In the event of a landing at an alternate site, a crew of about eight team members will move to the landing site to assist the astronaut crew in preparing the orbiter for loading aboard the shuttle carrier aircraft for transport back to the Kennedy Space Center. For landings outside the U.S., personnel at the contingency landing sites will be provided minimum training on safe handling of the orbiter with emphasis on crash rescue training, how to tow the orbiter to a safe area, and prevention of propellant conflagration.
Upon its return to the Orbiter Processing Facility at the Kennedy Space Center. the orbiter is safed (ordnance devices safed), the payload (if any) is removed, and the orbiter payload bay is reconfigured from the previous mission for the next mission. Any required maintenance and inspections are also performed while the orbiter is in the OPF. A payload for the orbiter's next mission may be installed in the orbiter's payload bay in the OPF or may be installed in the payload bay when the orbiter is at the launch pad.
The spacecraft is then towed to the Vehicle Assembly Building and mated to the external tank. The external tank and solid rocket boosters are stacked and mated on the mobile launcher platform while the orbiter is being refurbished. Space shuttle orbiter connections are made and the integrated vehicle is checked and ordnance is installed.
The mobile launcher platform moves the entire space shuttle system on four crawlers to the launch pad, where connections are made and servicing and checkout activities begin. If the payload was not installed in the OPF, it will be installed at the launch pad followed by prelaunch activities.
Space shuttle launches from Vandenberg Air Force Base will utilize the Vandenberg launch facility (SL6), which was built but never used for the manned orbital laboratory program. This facility was modified for space transportation system use.
The runway at Vandenberg was strengthened and lengthened from 8,000 feet to 12,000 feet to accommodate the orbiter returning from space.
When the orbiter lands at Vandenberg Air Force Base, the same procedures and ground support equipment and convoy are used as at Kennedy Space Center after the orbiter stops on the runway.

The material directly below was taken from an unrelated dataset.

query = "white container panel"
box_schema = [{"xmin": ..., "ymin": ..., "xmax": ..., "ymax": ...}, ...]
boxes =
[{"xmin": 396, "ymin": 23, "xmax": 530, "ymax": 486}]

The orbiter and ground support equipment are moved from the runway to the Orbiter Maintenance and Checkout Facility at Vandenberg Air Force Base. The orbiter processing procedures used at this facility are similar to those used at the OPF at the Kennedy Space Center.
Space shuttle buildup at Vandenberg differs from that of the Kennedy Space Center in that the vehicle is integrated on the launch pad. The orbiter is towed overland from the Orbiter Maintenance and Checkout Facility at Vandenberg to launch facility SL6.
SL6 includes the launch mount, access tower, mobile service tower, launch control tower, payload preparation room, payload changeout room, solid rocket booster refurbishment facility, solid rocket booster disassembly facility, and liquid hydrogen and liquid oxygen storage tank facilities.
The launch processing system at the launch pad is similar to the one used at the Kennedy Space Center.
Kennedy Space Center Launch Operations has responsibility for all mating, prelaunch testing and launch control ground activities until the space shuttle vehicle clears the launch pad tower. Responsibility is then turned over to NASA's Johnson Space Center Mission Control Center-Houston. The Mission Control Center's responsibility includes ascent, on-orbit operations, entry, approach and landing until landing runout completion, at which time the orbiter is handed over to the postlanding operations at the landing site for turnaround and relaunch. At the launch site the solid rocket boosters and external tank are processed for launch and the solid rocket boosters are recycled for reuse.